저선량 감마선 조사 마우스의 말초면역 세포에 대한 바나듐 함유, 제주 워터의 면역 활성 효과
하단비 ( Dan Bee Ha ),김민주 ( Min Ju Kim ),주해진 ( Hae Jin Joo ),조진희 ( Jin Hee Cho ),빙소진 ( So Jin Bing ),임윤규 ( Yoon Kyu Lim ),현진원 ( Jin Won Hyun ),지영흔 ( Young Heun Jee ) 한국예방수의학회(구 한국수의공중보건학회) 2011 예방수의학회지 Vol.35 No.1
Vanadium, a dietary micronutrient, has been reported to present interesting biological and pharmacological properties, including superoxide and nitric oxide scavenging effects. Low-dose ionizing radiation (LDR) is known to damage DNA and cause apoptosis of peripheral immunocytes by producing reactive oxygen species (ROS). The aim of this study was to elucidate the capacity of immune activation of Jeju water containing vanadium on immunosuppression caused by LDR. We examined the ROS production, DNA damage, cell apoptosis and proliferation of peripheral immunocytes in irradiated mice drinking different concentrations for 90 days; V0 (vanadium 0㎍/L, control), V1 (vanadium 15~20㎍/ L) and V2 (vanadium 20∼25㎍/L).
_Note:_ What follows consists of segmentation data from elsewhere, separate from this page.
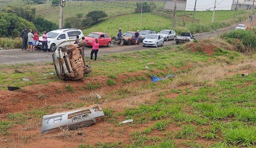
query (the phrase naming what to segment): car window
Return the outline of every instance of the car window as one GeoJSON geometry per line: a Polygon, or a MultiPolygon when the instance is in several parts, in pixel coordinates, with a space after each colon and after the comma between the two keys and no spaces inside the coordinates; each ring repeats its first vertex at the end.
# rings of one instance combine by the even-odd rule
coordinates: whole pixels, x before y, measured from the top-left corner
{"type": "Polygon", "coordinates": [[[106,38],[110,38],[110,37],[109,36],[106,34],[105,34],[105,37],[106,37],[106,38]]]}
{"type": "Polygon", "coordinates": [[[69,37],[75,37],[81,34],[81,32],[78,31],[71,31],[68,32],[68,36],[69,37]]]}
{"type": "Polygon", "coordinates": [[[60,34],[58,37],[59,37],[62,39],[65,39],[66,35],[65,34],[60,34]]]}
{"type": "Polygon", "coordinates": [[[105,36],[104,36],[104,34],[101,34],[100,37],[101,37],[102,38],[105,38],[105,36]]]}

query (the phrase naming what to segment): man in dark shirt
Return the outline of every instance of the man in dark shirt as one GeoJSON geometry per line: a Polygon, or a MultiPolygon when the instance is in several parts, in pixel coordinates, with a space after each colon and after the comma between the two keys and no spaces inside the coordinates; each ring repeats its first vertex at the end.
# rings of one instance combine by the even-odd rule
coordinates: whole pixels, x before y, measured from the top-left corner
{"type": "Polygon", "coordinates": [[[27,49],[27,39],[29,37],[27,36],[27,33],[29,32],[27,32],[27,28],[25,27],[24,30],[21,32],[21,36],[22,38],[22,44],[21,45],[21,49],[23,50],[23,49],[25,49],[25,50],[27,49]]]}
{"type": "Polygon", "coordinates": [[[137,46],[137,45],[138,44],[139,36],[139,30],[137,30],[137,32],[135,33],[135,40],[136,41],[136,46],[137,46]]]}

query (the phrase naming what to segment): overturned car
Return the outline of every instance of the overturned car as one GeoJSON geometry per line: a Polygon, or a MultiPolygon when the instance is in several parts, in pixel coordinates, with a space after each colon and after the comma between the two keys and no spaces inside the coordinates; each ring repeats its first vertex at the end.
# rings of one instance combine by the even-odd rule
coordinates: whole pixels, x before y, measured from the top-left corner
{"type": "Polygon", "coordinates": [[[62,127],[76,129],[96,123],[104,117],[104,112],[100,106],[93,105],[87,107],[44,115],[41,132],[62,127]]]}
{"type": "Polygon", "coordinates": [[[85,43],[70,44],[59,47],[52,55],[54,67],[58,76],[64,80],[82,79],[84,74],[92,71],[90,66],[85,65],[84,57],[79,47],[85,43]]]}

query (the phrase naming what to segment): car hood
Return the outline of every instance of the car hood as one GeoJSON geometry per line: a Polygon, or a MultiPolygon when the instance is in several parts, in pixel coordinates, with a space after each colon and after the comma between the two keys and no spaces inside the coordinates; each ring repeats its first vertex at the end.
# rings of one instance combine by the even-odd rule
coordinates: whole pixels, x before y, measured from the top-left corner
{"type": "Polygon", "coordinates": [[[161,35],[161,36],[162,36],[163,37],[166,37],[167,36],[167,34],[164,34],[164,33],[157,33],[157,34],[158,35],[161,35]]]}
{"type": "Polygon", "coordinates": [[[155,38],[146,38],[145,39],[144,39],[144,40],[143,40],[143,41],[151,41],[152,42],[153,41],[157,41],[157,39],[155,39],[155,38]]]}
{"type": "Polygon", "coordinates": [[[90,40],[92,41],[95,41],[95,39],[96,39],[96,38],[94,38],[94,37],[84,37],[84,39],[86,40],[86,41],[90,40]]]}

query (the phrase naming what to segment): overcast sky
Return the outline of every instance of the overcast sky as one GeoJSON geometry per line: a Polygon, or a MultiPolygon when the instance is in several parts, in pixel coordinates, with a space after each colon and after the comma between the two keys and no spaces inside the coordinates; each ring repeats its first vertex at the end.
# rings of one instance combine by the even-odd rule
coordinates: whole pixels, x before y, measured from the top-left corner
{"type": "MultiPolygon", "coordinates": [[[[197,0],[197,11],[202,11],[210,9],[213,10],[215,0],[197,0]]],[[[233,0],[217,0],[215,10],[230,10],[233,0]]],[[[187,0],[186,10],[193,10],[194,9],[195,0],[187,0]]]]}

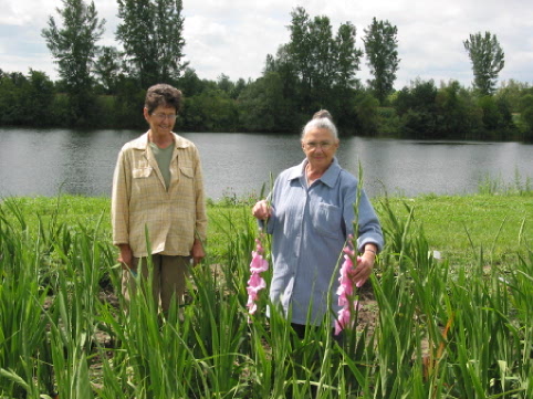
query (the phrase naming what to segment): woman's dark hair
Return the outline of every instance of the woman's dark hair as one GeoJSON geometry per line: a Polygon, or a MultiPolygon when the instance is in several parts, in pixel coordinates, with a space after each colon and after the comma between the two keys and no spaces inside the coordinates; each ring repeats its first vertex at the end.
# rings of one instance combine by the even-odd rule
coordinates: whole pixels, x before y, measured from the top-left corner
{"type": "Polygon", "coordinates": [[[181,109],[181,101],[182,94],[179,90],[169,84],[159,83],[149,87],[146,92],[145,107],[150,115],[160,105],[174,107],[177,114],[181,109]]]}

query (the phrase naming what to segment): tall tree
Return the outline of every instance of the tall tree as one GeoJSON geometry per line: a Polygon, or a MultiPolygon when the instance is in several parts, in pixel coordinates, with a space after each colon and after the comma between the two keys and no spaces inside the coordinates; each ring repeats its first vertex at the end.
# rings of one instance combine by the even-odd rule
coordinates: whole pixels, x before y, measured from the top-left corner
{"type": "Polygon", "coordinates": [[[94,65],[94,73],[107,94],[115,93],[115,86],[121,73],[121,53],[113,46],[103,46],[94,65]]]}
{"type": "Polygon", "coordinates": [[[130,73],[143,87],[177,80],[187,66],[182,62],[185,39],[181,0],[117,0],[116,38],[124,45],[130,73]]]}
{"type": "Polygon", "coordinates": [[[365,29],[365,51],[368,59],[373,80],[368,80],[370,88],[383,105],[387,95],[393,91],[398,71],[398,29],[389,21],[377,21],[374,17],[372,24],[365,29]]]}
{"type": "Polygon", "coordinates": [[[355,46],[356,28],[346,22],[341,24],[335,38],[335,50],[337,52],[337,75],[336,84],[342,91],[357,85],[355,74],[359,71],[359,62],[363,51],[355,46]]]}
{"type": "Polygon", "coordinates": [[[472,62],[473,86],[481,95],[492,95],[495,91],[498,74],[505,65],[505,54],[495,34],[481,32],[470,34],[463,42],[472,62]]]}
{"type": "Polygon", "coordinates": [[[97,52],[96,42],[104,33],[105,20],[100,20],[92,1],[62,0],[63,8],[56,8],[62,19],[59,27],[53,17],[49,18],[48,29],[42,30],[55,62],[59,74],[64,80],[71,99],[73,120],[83,124],[92,112],[92,67],[97,52]]]}

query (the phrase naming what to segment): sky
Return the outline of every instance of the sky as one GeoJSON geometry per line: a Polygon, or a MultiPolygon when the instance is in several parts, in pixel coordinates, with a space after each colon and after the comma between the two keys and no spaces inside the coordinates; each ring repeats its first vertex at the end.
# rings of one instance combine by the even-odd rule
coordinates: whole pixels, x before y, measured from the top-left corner
{"type": "MultiPolygon", "coordinates": [[[[115,31],[116,0],[94,0],[100,18],[106,20],[101,45],[119,44],[115,31]]],[[[56,65],[41,31],[50,15],[58,23],[61,0],[0,0],[0,69],[30,69],[58,78],[56,65]]],[[[268,54],[275,54],[290,40],[291,11],[303,7],[313,18],[330,18],[333,34],[341,23],[352,22],[356,45],[375,17],[398,29],[400,57],[396,88],[416,78],[436,84],[457,80],[471,86],[473,76],[463,41],[471,33],[490,31],[505,53],[499,82],[511,78],[533,84],[533,1],[531,0],[184,0],[186,61],[200,78],[232,81],[261,76],[268,54]]],[[[372,77],[366,59],[357,77],[372,77]]]]}

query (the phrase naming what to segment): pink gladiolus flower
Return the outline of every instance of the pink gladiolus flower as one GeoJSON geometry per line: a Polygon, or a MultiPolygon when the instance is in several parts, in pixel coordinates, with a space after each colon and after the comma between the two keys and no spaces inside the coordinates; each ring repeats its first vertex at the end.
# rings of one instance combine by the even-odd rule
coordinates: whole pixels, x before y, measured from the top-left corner
{"type": "MultiPolygon", "coordinates": [[[[258,309],[255,301],[259,298],[259,292],[266,287],[266,282],[261,277],[261,273],[269,270],[269,262],[263,258],[264,249],[261,244],[263,233],[255,239],[255,251],[252,251],[252,261],[250,262],[250,280],[248,280],[248,313],[254,314],[258,309]]],[[[250,317],[248,322],[251,323],[250,317]]]]}
{"type": "Polygon", "coordinates": [[[252,251],[252,262],[250,263],[250,272],[262,273],[269,270],[269,262],[255,251],[252,251]]]}
{"type": "Polygon", "coordinates": [[[359,263],[360,258],[356,256],[355,251],[349,249],[349,246],[344,248],[344,262],[341,266],[338,277],[338,305],[343,308],[338,312],[338,317],[335,321],[335,335],[338,335],[344,328],[353,328],[355,321],[351,322],[352,311],[358,309],[358,302],[353,301],[354,291],[358,288],[362,284],[360,281],[354,281],[355,267],[354,260],[359,263]]]}

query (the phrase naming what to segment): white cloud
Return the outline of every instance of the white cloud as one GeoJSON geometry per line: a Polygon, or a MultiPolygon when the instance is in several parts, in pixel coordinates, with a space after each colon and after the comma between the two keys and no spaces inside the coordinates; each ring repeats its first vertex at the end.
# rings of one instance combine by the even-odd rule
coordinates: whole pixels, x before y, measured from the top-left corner
{"type": "MultiPolygon", "coordinates": [[[[101,44],[117,45],[116,1],[94,1],[98,15],[106,19],[101,44]]],[[[0,0],[2,70],[27,72],[32,67],[56,77],[41,30],[49,15],[56,15],[59,6],[59,0],[0,0]]],[[[334,31],[351,21],[357,28],[359,48],[373,17],[395,24],[401,59],[399,87],[417,77],[436,83],[456,78],[470,85],[471,65],[462,42],[470,33],[484,31],[497,34],[505,51],[500,80],[533,83],[533,3],[525,0],[485,0],[482,6],[479,0],[184,0],[184,50],[190,66],[200,78],[216,80],[222,73],[232,80],[259,77],[266,54],[275,54],[289,41],[286,27],[297,6],[311,17],[328,17],[334,31]]],[[[363,60],[359,78],[367,77],[363,60]]]]}

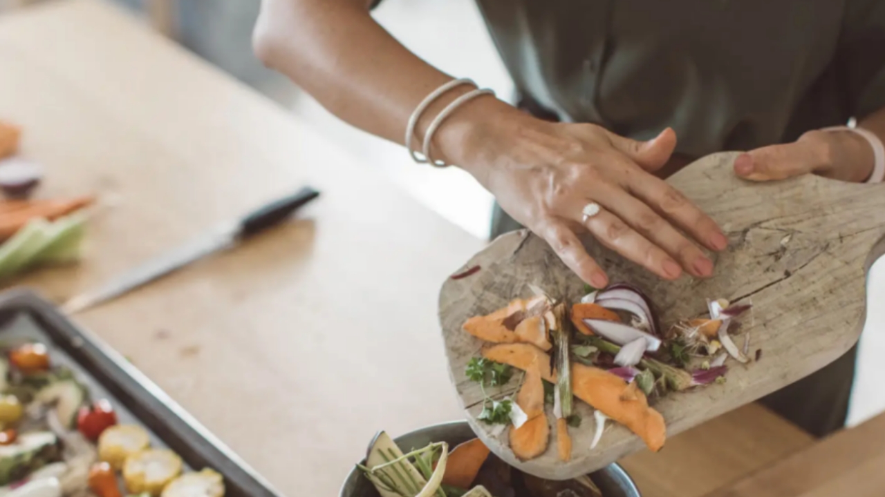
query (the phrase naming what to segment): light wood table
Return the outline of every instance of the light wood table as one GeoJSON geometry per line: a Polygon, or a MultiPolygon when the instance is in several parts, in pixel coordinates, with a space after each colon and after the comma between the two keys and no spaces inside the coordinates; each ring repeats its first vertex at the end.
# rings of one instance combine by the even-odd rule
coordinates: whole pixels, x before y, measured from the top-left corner
{"type": "Polygon", "coordinates": [[[709,497],[881,497],[883,470],[885,414],[880,414],[709,497]]]}
{"type": "MultiPolygon", "coordinates": [[[[335,495],[376,430],[460,417],[436,298],[481,241],[104,3],[0,18],[0,119],[24,126],[42,193],[109,204],[83,264],[25,281],[55,301],[276,195],[322,190],[300,220],[76,317],[283,493],[335,495]]],[[[647,497],[693,497],[809,443],[749,406],[625,465],[647,497]]]]}

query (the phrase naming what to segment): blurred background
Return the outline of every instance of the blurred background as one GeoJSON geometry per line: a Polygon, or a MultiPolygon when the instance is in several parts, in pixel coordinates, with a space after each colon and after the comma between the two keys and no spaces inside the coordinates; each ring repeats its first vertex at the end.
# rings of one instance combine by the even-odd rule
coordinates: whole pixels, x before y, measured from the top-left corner
{"type": "MultiPolygon", "coordinates": [[[[0,0],[0,15],[42,0],[0,0]]],[[[57,0],[64,1],[64,0],[57,0]]],[[[173,42],[236,78],[309,122],[365,166],[382,172],[409,195],[470,233],[487,238],[492,197],[456,168],[415,164],[399,144],[358,131],[327,112],[286,78],[253,56],[251,31],[257,0],[112,0],[139,16],[173,42]]],[[[512,83],[473,0],[384,0],[375,18],[429,63],[458,77],[470,77],[510,100],[512,83]]],[[[869,314],[861,340],[850,424],[885,410],[885,264],[870,273],[869,314]]]]}

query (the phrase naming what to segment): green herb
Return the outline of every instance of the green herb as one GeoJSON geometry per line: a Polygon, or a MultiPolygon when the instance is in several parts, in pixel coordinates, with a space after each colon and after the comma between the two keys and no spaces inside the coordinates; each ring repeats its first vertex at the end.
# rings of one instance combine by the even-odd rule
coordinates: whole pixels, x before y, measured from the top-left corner
{"type": "Polygon", "coordinates": [[[513,368],[510,365],[489,361],[485,357],[471,359],[464,372],[468,379],[483,386],[500,386],[513,377],[513,368]]]}
{"type": "Polygon", "coordinates": [[[552,383],[544,380],[544,403],[552,404],[553,403],[553,390],[555,386],[552,383]]]}
{"type": "Polygon", "coordinates": [[[572,348],[572,354],[574,354],[578,357],[588,358],[591,354],[599,352],[599,349],[592,345],[579,345],[577,347],[572,348]]]}
{"type": "Polygon", "coordinates": [[[571,427],[573,427],[573,428],[580,428],[581,427],[581,415],[573,414],[572,416],[569,416],[568,417],[566,418],[566,423],[567,423],[568,425],[571,426],[571,427]]]}
{"type": "Polygon", "coordinates": [[[670,356],[680,367],[685,367],[690,357],[689,356],[689,348],[681,340],[674,340],[670,343],[670,356]]]}
{"type": "Polygon", "coordinates": [[[512,402],[510,399],[501,401],[486,399],[482,412],[477,417],[487,424],[506,424],[510,423],[510,411],[512,402]]]}
{"type": "Polygon", "coordinates": [[[636,386],[646,395],[650,395],[655,390],[655,375],[649,370],[643,370],[636,375],[636,386]]]}

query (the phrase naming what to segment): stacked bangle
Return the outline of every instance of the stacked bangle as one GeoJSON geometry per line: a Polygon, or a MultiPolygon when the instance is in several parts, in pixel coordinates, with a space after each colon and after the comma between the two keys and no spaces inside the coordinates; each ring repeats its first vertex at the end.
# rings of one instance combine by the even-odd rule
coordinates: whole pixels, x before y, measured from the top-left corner
{"type": "Polygon", "coordinates": [[[412,112],[412,116],[409,118],[409,122],[406,125],[405,128],[405,147],[409,149],[409,155],[412,156],[412,159],[414,160],[416,163],[418,164],[430,163],[431,164],[435,165],[437,167],[445,167],[446,165],[448,165],[445,162],[434,160],[430,157],[430,145],[431,142],[433,141],[433,137],[434,134],[436,133],[436,130],[439,128],[440,126],[442,125],[442,122],[445,121],[445,119],[449,118],[449,116],[450,116],[461,105],[464,105],[468,101],[473,100],[477,96],[482,95],[495,95],[495,92],[490,89],[475,88],[462,95],[461,96],[458,96],[451,103],[450,103],[448,105],[446,105],[446,107],[442,109],[442,111],[441,111],[440,113],[437,114],[435,118],[434,118],[434,120],[430,122],[430,126],[427,126],[427,131],[425,134],[424,140],[421,142],[422,145],[421,154],[424,157],[419,156],[418,152],[412,149],[412,141],[415,135],[415,126],[418,125],[418,120],[421,118],[421,115],[424,114],[424,111],[427,111],[427,107],[429,107],[430,104],[433,103],[437,98],[442,96],[444,93],[448,92],[449,90],[461,85],[471,85],[474,87],[476,86],[476,84],[473,80],[466,78],[460,80],[452,80],[440,86],[434,91],[430,92],[430,94],[427,95],[426,97],[424,97],[424,100],[422,100],[421,103],[419,103],[418,106],[415,107],[415,110],[412,112]]]}
{"type": "Polygon", "coordinates": [[[873,133],[861,127],[848,127],[846,126],[825,127],[821,131],[850,131],[866,139],[870,147],[873,147],[873,173],[870,174],[866,182],[881,183],[885,180],[885,146],[873,133]]]}

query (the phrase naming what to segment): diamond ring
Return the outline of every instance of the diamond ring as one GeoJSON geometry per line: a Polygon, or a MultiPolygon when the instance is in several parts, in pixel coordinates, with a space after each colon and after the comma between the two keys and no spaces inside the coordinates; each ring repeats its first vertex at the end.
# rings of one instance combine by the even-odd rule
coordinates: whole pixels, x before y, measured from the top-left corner
{"type": "Polygon", "coordinates": [[[581,212],[584,215],[582,218],[583,222],[586,223],[588,219],[598,214],[599,210],[599,204],[595,202],[591,202],[585,205],[584,208],[581,210],[581,212]]]}

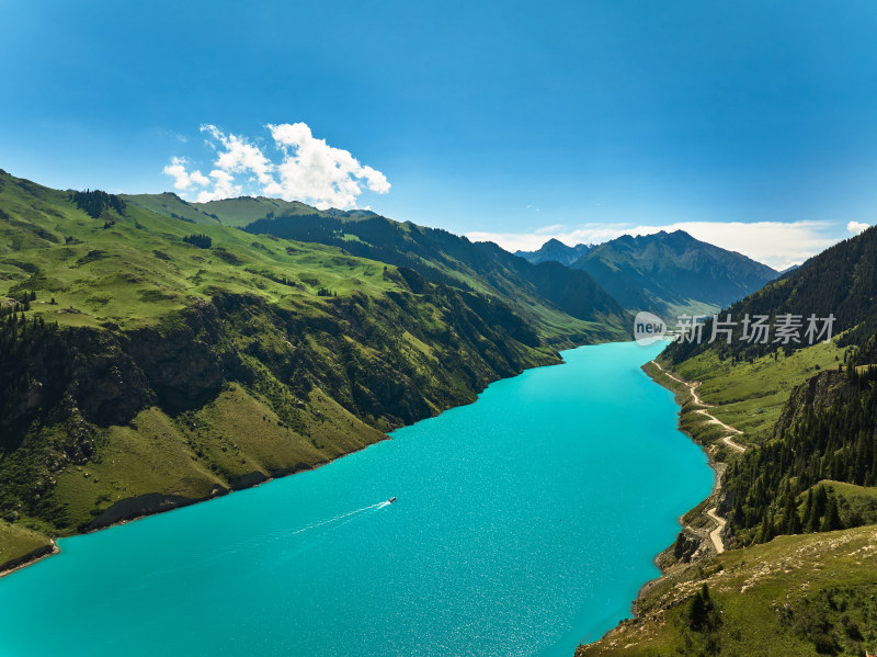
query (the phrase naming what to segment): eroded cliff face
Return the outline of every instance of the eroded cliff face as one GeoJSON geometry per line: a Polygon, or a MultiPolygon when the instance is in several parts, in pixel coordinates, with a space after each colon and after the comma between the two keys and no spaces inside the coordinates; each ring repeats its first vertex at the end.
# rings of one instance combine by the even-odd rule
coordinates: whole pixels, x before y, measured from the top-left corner
{"type": "Polygon", "coordinates": [[[129,331],[10,329],[0,514],[69,533],[191,503],[314,467],[559,361],[496,301],[421,287],[287,308],[219,294],[129,331]],[[141,468],[173,474],[144,484],[141,468]],[[98,471],[112,490],[70,484],[98,471]]]}
{"type": "Polygon", "coordinates": [[[813,411],[830,408],[835,400],[844,399],[852,388],[846,376],[835,370],[820,372],[796,386],[774,426],[774,437],[781,435],[800,419],[806,408],[813,411]]]}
Compared to V0 control where level of ROS showed tendency to increase, the ROS production was attenuated in peripheral immunocytes of irradiated mice drinking V1 and V2. DNA damage of peripheral immunocytes triggered by LDR significantly increased in mice drinking V0 compared to non-irradiated control, whereas V1 and V2 dramatically induced remission of DNA damage. On the observation of apoptosis of peripheral immunocytes, V1 and V2 showed the potency to reduce the number of apoptotic cells. On the other hand irradiated mice drinking V0 exhibited raised number of apoptotic cells. From the results obtained, we speculated that Jeju water containing vanadium (V1 and V2) has a potential role in decreasing DNA damage and apoptosis of immune cell by inhibiting ROS production. Consistent with this, Jeju water containing vanadium (V1 and V2) exhibits a capacity to enhance cell proliferation of peripheral immunocytes, which is suppressed by LDR as shown in V0 control. Collectively, Jeju water containing vanadium reduced DNA damage and apoptosis and induced the stimulatory potential on immunocytes. Theseresults suggest that Jeju water containing vanadium sustained immune activities under immunosuppression caused by LDR.